A melhora no humor dos mercados ocorreu mesmo diante das tensões no Oriente Médio, após sinalizações do presidente dos Estados Unidos, Donald Trump, sobre a possibilidade de um acordo com o Irã.

Dólar em queda

O dólar comercial à vista encerrou o dia cotado a R$ 4,997, com recuo de 0,29%. É o menor valor desde março de 2024. Durante o pregão, a moeda chegou a atingir R$ 4,98.

No acumulado do mês, a queda é de 3,51%, enquanto em 2026 o recuo chega a 8,96%.
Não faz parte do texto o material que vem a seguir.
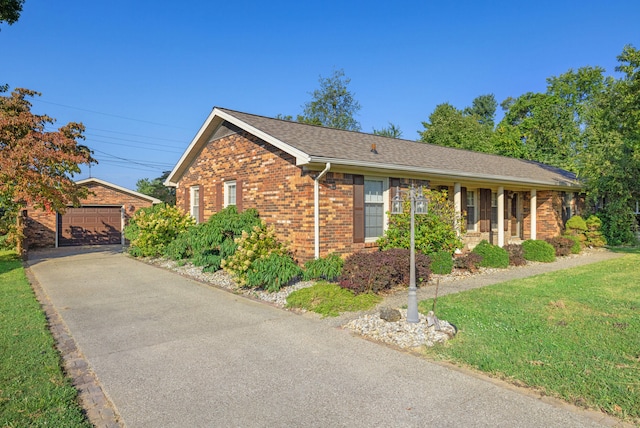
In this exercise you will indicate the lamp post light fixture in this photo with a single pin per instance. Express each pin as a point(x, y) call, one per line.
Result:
point(419, 205)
Após iniciar o dia em alta, refletindo as tensões no Oriente Médio, a moeda perdeu força ao longo da tarde, acompanhando o movimento internacional de desvalorização do dólar.

Bolsa em alta histórica

O Ibovespa avançou 0,34% e fechou aos 198.001 pontos, o maior nível já registrado. Durante o dia, chegou a superar os 198.100 pontos.

O desempenho foi puxado principalmente por ações de empresas ligadas a commodities, como mineração e petróleo, além da entrada de capital estrangeiro.

No mês, o índice acumula alta de 5,62% e, no ano, ganhos de 22,89%.

Influência externa

O movimento positivo no Brasil acompanhou o desempenho das bolsas em Nova York:

  • Dow Jones Industrial Average: +0,63%
  • S&P 500: +1,02%
  • Nasdaq Composite: +1,23%

A expectativa de retomada das negociações entre Estados Unidos e Irã reduziu a aversão ao risco entre investidores globais.

Petróleo segue em alta

Mesmo com a melhora no mercado, os preços do petróleo continuaram elevados devido às tensões geopolíticas e ao bloqueio no Estreito de Ormuz.

  • Brent: US$ 99,36 (+4,36%)
  • WTI: US$ 99,08 (+2,6%)

Durante o dia, as cotações chegaram a superar os US$ 100, mas desaceleraram após as declarações sobre possível acordo.